Yoga has never been a primary strength for me. I prefer gentler approaches to caring for the body, like taking long baths, lying in bed, or receiving massage. Sam soon had us doing things I would not have thought possible or advisable. We had to stretch our legs straight out in front of us, and bend forward from the waist. Some of the ladies were kissing their kneecaps in smug flexibility; as hard as I tried, my knees were still a long way from my head.
Next we lay on our backs and raised our legs and feet up toward the ceiling, then raised up the whole torso, so only head and neck remained on the ground. That was bad enough, way beyond my pain threshold. Every tiny space between every vertebra was announcing revolt.

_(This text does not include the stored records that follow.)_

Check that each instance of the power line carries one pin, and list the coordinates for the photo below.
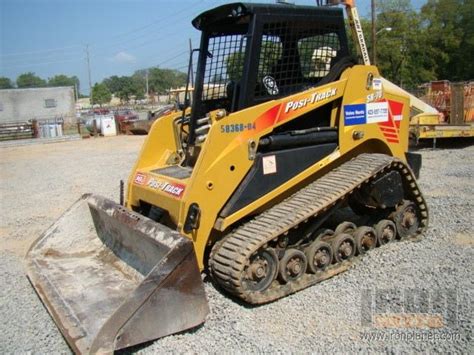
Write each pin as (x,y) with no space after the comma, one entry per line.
(161,21)
(39,51)
(42,63)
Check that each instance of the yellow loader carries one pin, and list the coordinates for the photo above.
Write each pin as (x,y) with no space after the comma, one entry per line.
(289,166)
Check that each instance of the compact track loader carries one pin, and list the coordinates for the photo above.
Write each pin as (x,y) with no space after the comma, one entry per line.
(289,166)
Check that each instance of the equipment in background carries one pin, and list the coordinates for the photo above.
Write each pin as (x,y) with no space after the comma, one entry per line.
(455,104)
(288,165)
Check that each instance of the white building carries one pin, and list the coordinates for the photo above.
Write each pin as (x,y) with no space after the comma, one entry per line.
(21,105)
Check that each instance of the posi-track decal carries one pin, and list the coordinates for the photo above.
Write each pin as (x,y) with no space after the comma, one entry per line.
(366,113)
(312,99)
(387,115)
(171,188)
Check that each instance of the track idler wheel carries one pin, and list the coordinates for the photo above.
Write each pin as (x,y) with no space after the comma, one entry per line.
(261,271)
(365,239)
(386,232)
(319,255)
(345,227)
(406,219)
(343,246)
(292,265)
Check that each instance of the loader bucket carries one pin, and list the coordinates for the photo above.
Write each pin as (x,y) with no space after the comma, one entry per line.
(112,278)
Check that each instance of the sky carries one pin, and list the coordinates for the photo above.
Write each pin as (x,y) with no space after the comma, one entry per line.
(50,37)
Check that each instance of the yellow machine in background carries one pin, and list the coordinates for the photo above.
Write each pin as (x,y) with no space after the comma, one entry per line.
(291,164)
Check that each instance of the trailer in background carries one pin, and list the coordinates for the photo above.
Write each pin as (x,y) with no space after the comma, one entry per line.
(455,104)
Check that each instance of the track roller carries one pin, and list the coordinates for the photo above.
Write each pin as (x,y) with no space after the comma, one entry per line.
(343,246)
(386,231)
(345,227)
(319,255)
(261,271)
(292,265)
(406,219)
(365,239)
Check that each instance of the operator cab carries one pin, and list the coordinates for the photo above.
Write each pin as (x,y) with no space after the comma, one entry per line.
(252,53)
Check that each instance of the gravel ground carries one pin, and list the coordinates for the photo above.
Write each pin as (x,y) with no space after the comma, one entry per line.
(38,182)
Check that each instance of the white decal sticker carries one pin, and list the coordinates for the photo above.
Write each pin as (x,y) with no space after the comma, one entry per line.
(270,85)
(377,112)
(312,99)
(269,165)
(377,84)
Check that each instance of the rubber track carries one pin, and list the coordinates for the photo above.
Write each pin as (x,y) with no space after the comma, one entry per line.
(230,255)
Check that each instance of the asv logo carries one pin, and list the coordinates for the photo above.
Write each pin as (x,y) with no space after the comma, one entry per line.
(172,189)
(140,179)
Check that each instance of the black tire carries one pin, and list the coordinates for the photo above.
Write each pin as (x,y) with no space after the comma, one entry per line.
(365,239)
(319,256)
(343,247)
(292,265)
(406,219)
(345,227)
(386,232)
(324,234)
(258,281)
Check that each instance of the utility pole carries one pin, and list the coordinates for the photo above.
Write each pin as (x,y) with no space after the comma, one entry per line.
(89,73)
(191,76)
(146,82)
(374,35)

But it did not stop there. It went on and on. We lowered our legs even further behind the head, until the feet were touching the ground. That was the idea, anyway, and it seemed to work out fine for the ladies with rubber spines. My feet dangled in midair, like a disoriented insect. Sam cruised among the urban yogis, murmuring words of encouragement. As she came close, I lowered my feet even further to the floor, in a kamikaze bid for her approval.
“Don’t strain, Matt,” was all she could offer my heroic self-torture.

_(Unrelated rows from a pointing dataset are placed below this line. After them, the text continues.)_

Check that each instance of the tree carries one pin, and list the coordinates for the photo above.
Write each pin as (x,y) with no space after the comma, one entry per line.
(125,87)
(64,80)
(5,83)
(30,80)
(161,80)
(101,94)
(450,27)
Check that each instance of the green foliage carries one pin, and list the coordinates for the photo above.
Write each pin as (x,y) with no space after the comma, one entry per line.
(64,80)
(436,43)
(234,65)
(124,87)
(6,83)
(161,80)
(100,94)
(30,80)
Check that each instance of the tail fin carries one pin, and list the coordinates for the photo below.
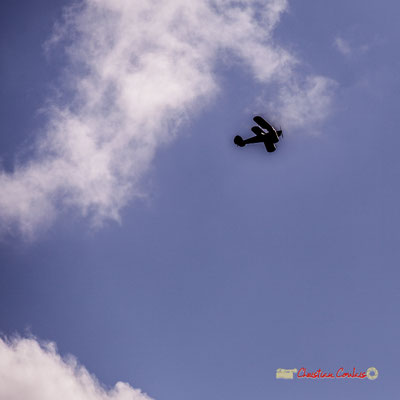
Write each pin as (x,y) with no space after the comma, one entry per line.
(238,140)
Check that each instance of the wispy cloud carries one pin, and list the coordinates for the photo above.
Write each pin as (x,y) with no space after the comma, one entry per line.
(304,103)
(342,45)
(35,371)
(136,69)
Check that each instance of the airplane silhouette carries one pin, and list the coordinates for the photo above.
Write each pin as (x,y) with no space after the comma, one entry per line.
(269,138)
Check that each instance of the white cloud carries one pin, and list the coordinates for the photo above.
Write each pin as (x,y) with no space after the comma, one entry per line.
(342,45)
(304,104)
(136,69)
(34,371)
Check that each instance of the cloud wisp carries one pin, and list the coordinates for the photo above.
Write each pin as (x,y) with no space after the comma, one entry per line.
(35,371)
(125,60)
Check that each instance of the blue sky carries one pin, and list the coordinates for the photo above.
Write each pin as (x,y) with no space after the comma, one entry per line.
(140,240)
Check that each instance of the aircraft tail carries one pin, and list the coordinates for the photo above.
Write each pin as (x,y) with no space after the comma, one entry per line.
(238,140)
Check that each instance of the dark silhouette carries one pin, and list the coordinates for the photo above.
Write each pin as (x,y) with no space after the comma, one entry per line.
(269,138)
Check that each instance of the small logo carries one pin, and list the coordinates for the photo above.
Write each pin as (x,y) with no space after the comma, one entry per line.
(372,373)
(285,373)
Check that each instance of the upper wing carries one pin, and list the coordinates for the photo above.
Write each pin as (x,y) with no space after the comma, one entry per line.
(258,131)
(263,123)
(269,146)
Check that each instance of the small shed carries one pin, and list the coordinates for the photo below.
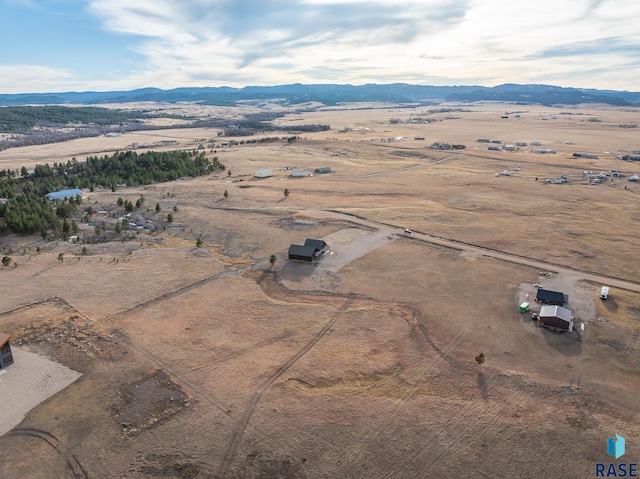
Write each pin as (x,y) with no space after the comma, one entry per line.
(266,173)
(301,252)
(556,317)
(546,296)
(64,194)
(6,358)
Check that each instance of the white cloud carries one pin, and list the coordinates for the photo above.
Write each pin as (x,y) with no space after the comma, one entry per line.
(30,78)
(251,42)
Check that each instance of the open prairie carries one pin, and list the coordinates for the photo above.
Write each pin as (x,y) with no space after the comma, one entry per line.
(209,362)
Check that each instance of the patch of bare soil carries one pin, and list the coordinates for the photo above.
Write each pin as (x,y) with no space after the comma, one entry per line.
(147,402)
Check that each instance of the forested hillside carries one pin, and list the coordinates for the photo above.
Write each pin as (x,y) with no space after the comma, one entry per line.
(26,211)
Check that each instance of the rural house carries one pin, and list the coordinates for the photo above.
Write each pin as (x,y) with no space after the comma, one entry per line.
(63,194)
(551,297)
(266,173)
(6,358)
(311,249)
(555,317)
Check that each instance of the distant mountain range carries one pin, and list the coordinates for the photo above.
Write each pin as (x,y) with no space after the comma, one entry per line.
(336,94)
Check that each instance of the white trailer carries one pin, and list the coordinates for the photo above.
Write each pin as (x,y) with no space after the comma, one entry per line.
(604,292)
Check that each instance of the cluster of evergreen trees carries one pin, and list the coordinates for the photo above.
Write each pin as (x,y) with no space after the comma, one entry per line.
(27,211)
(18,118)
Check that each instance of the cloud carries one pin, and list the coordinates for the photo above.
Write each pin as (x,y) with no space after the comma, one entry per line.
(30,78)
(168,44)
(243,40)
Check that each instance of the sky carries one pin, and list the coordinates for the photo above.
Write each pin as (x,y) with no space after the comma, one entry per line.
(103,45)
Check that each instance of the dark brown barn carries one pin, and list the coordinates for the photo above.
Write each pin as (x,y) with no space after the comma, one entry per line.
(556,317)
(6,357)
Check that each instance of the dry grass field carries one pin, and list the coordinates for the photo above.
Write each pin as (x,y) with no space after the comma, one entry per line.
(209,362)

“Would Hawaii suit you for the honeymoon?” I tried to reply. Too late, she had moved on. “And what about children, I’m really ok to have more.” We could discuss it later. We had the rest of our lives.
We finished with a balancing posture, for which I was truly unprepared. First we stood on our mats, in two long lines, one behind the other.
“Place your feet together, feel your head pulled to the sky as though by a golden thread,” Sam said.
I relished every word, made mental notes to encourage her to write poetry.
“Now, reach back with the left hand and catch your left ankle. Pull your foot up to the buttocks.”
I felt a shiver of excitement as she said that word. I love your buttocks, darling, I rehearsed for Hawaii.
“Stretch your right arm out in front, and lean the head and torso forward.”
Every tiny part of me was now relying on my right ankle to stay upright, and my right ankle was feeling quite unsure of its credentials for the job.
“Now, stretch your left foot and leg out behind you.”
A very trained foot, proudly adorned in a pristine white sock, appeared perfectly still in mid air before me, offered as a challenge from the lady on the next mat up. I was already wobbly before Sam did her tour of the room, but the more desperate I felt to excel at this feat, the more elusive it became. I held out as long as I could, but when it was truly time to abandon hope, raw instinct kicked in. I reached out for the nearest stable object I could find, in hopes of staying upright. I grabbed that still and strong white sock. We went down together.
I was disappointed in that lady. With all her yogic practice, the perfect outfit and all, I would have expected greater control of her emotions. Her assumption that I had done it on purpose, and her quite needless aggression to me betrayed her yogic training to be very immature. I made a mental note to have a word with Sam about this, when we were alone later.
“So sorry,” I offered as I helped the lady back up to her feet. “I trained in partner yoga in India, you know. More interaction in those schools.” She was unimpressed, and looked at me as though I were both mad and dangerous. Sam giggled. I winked at her. We would have a good laugh about this later, maybe in bed gazing out at the sunset, sipping white wine. Organic.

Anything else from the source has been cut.